By the way, one of the key concepts of containers is, control groups (cgroups) [3, 4], and this was initially added to the kernel back in 2007 by two Google engineers, so they have definitely given back in this area. I know all this because I have spent the last two weeks researching control groups for an upcoming screencast.
I am happy Google released this, and cannot wait to dig though it!
It can be used as a C++ library, too - I'm going to evaluate it as a possible low-level execution backend for docker :)
* Building is relatively straightforward on an Ubuntu system. You'll need to install re2 from source, but that's about it.
* No configuration necessary to start playing. lmctfy just straight up mounts cgroups and starts playing in there.
* Containers can be nested which is nice.
* I really couldn't figure out useful values for the container spec. Even the source doesn't seem to have a single reference - it's all dynamically registered by various subsystems in a rather opaque way. I opened a few issues to ask for more details.
* This is a really low-level tool. Other than manipulating cgroups it doesn't seem to do much, which is perfect for my particular use case (docker integration). I couldn't figure out how to set namespaces (including mnt and net namespaces which means all my containers shared the host's filesystem and network interfaces). I don't know if that functionality is already in the code, or has yet to be added.
* Given the fairly small footprint, limited feature set, and clean build experience, this really looks like an interesting option to use as a backend for docker. I like that it carries very little dependencies. Let's see what the verdict is on these missing features.

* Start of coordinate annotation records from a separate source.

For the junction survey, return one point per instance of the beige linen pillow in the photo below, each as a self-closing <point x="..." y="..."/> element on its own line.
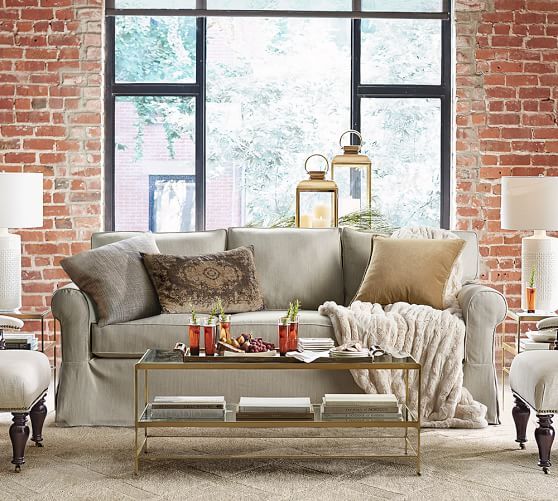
<point x="115" y="278"/>
<point x="414" y="271"/>
<point x="186" y="282"/>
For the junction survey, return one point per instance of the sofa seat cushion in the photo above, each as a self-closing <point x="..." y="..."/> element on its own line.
<point x="294" y="263"/>
<point x="133" y="339"/>
<point x="24" y="377"/>
<point x="534" y="377"/>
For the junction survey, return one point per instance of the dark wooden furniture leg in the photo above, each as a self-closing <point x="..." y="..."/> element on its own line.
<point x="38" y="415"/>
<point x="520" y="414"/>
<point x="19" y="433"/>
<point x="544" y="435"/>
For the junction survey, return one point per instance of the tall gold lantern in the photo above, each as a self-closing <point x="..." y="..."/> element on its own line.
<point x="316" y="199"/>
<point x="352" y="171"/>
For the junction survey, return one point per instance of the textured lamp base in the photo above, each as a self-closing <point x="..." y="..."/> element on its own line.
<point x="540" y="251"/>
<point x="10" y="271"/>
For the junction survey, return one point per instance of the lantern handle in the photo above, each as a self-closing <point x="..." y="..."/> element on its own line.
<point x="316" y="155"/>
<point x="351" y="131"/>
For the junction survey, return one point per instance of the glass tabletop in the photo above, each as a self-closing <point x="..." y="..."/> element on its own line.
<point x="158" y="357"/>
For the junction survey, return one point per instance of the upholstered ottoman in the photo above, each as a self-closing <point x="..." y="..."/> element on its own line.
<point x="534" y="383"/>
<point x="24" y="380"/>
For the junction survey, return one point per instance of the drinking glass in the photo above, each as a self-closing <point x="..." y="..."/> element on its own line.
<point x="293" y="334"/>
<point x="283" y="332"/>
<point x="194" y="337"/>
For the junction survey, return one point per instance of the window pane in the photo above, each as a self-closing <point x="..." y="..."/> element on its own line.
<point x="278" y="91"/>
<point x="154" y="136"/>
<point x="172" y="203"/>
<point x="403" y="5"/>
<point x="280" y="4"/>
<point x="155" y="49"/>
<point x="403" y="141"/>
<point x="401" y="51"/>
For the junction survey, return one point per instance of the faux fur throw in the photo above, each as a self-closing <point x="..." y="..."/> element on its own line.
<point x="434" y="338"/>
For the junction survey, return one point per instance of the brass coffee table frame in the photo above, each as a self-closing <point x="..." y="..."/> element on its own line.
<point x="174" y="361"/>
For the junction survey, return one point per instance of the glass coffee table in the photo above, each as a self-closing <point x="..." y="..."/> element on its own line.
<point x="158" y="360"/>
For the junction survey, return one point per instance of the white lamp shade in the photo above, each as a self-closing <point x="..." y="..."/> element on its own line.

Are you referring to the container spec in the proto file? https://github.com/google/lmctfy/blob/master/include/lmctfy.... Which attributes are you having trouble setting a useful value for?
And you can approximate mount namespaces with chroots and bind mounts. (In some ways that's better, since it's a bit easier for a process outside the container to interact with the container's filesystem).

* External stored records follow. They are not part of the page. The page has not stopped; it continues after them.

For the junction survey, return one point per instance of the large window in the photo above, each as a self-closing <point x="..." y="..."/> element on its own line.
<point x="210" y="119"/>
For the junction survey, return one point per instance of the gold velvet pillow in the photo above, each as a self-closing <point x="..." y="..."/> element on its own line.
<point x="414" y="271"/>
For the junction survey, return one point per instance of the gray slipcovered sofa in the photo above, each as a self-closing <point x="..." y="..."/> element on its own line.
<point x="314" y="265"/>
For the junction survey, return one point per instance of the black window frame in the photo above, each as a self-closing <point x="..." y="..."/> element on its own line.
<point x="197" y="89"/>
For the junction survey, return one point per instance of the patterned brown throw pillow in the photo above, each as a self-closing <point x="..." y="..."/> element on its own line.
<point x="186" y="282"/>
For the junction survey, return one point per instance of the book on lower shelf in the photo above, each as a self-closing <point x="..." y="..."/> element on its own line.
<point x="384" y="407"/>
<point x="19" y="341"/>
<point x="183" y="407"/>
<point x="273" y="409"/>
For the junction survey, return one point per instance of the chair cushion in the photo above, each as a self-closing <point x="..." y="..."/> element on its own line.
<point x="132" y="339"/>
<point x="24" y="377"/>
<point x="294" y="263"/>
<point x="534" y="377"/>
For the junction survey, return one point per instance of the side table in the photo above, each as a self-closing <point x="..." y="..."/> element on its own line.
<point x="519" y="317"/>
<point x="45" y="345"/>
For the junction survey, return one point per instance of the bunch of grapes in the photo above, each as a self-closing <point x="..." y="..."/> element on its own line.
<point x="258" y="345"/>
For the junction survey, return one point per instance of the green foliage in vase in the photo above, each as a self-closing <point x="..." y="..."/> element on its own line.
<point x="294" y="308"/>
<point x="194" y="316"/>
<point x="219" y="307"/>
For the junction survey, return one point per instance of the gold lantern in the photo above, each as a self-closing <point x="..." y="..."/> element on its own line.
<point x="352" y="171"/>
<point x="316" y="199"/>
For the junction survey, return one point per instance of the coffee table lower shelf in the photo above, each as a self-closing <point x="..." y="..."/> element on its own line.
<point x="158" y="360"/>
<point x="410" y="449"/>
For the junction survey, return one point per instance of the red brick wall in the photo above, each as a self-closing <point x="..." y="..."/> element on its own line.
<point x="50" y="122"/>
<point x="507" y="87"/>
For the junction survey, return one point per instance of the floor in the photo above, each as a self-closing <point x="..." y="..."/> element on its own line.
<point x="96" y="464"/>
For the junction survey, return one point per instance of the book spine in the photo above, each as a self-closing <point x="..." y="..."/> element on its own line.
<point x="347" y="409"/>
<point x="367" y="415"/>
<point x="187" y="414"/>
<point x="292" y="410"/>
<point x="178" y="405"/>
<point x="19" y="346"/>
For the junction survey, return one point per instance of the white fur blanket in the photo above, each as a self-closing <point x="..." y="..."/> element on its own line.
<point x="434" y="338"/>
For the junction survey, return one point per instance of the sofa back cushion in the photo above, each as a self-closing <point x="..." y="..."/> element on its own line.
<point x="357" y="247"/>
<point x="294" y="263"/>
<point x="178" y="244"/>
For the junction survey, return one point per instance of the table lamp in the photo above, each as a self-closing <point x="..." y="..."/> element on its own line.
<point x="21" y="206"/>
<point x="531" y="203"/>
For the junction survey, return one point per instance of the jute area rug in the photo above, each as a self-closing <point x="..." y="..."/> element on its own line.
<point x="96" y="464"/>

In particular, was the ability to migrate a process or have a process in two cgroups really essential to containerization? It seems like without those it'd be a simple matter of nice/setuidgid-style privilege de-escalation commands to get the same kinds of behaviour without adding a whole 'nother resource management to the mix (the named groups).

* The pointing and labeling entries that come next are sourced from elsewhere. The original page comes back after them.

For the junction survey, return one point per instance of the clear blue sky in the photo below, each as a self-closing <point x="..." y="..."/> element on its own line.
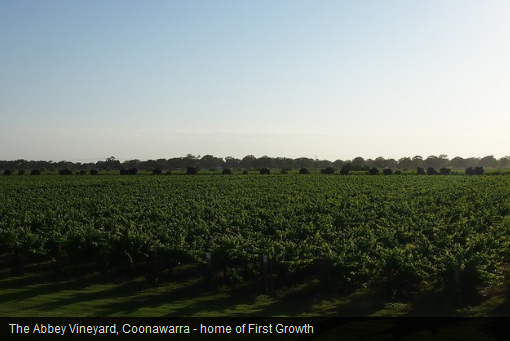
<point x="85" y="80"/>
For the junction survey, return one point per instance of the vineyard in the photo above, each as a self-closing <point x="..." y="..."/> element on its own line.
<point x="400" y="233"/>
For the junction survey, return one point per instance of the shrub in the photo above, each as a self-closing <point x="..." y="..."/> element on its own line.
<point x="373" y="171"/>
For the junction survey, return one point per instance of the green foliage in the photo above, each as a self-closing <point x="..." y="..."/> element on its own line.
<point x="406" y="231"/>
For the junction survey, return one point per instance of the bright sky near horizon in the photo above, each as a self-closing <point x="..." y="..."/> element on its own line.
<point x="85" y="80"/>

The cgroups document you link to as  has such a weirdly contrived use case example it makes me think they were trying really hard to come up with a way to justify the complexity they baked into the idea.
It's true that cgroups are a complex system, but they were developed to solve a complex group of problems (packing large numbers of dynamic jobs on servers, with some resources isolated, and some shared between different jobs). I think that pretty much all the features of cgroups come either from real requirements, or from constraints due to the evolution of cgroups from cpusets.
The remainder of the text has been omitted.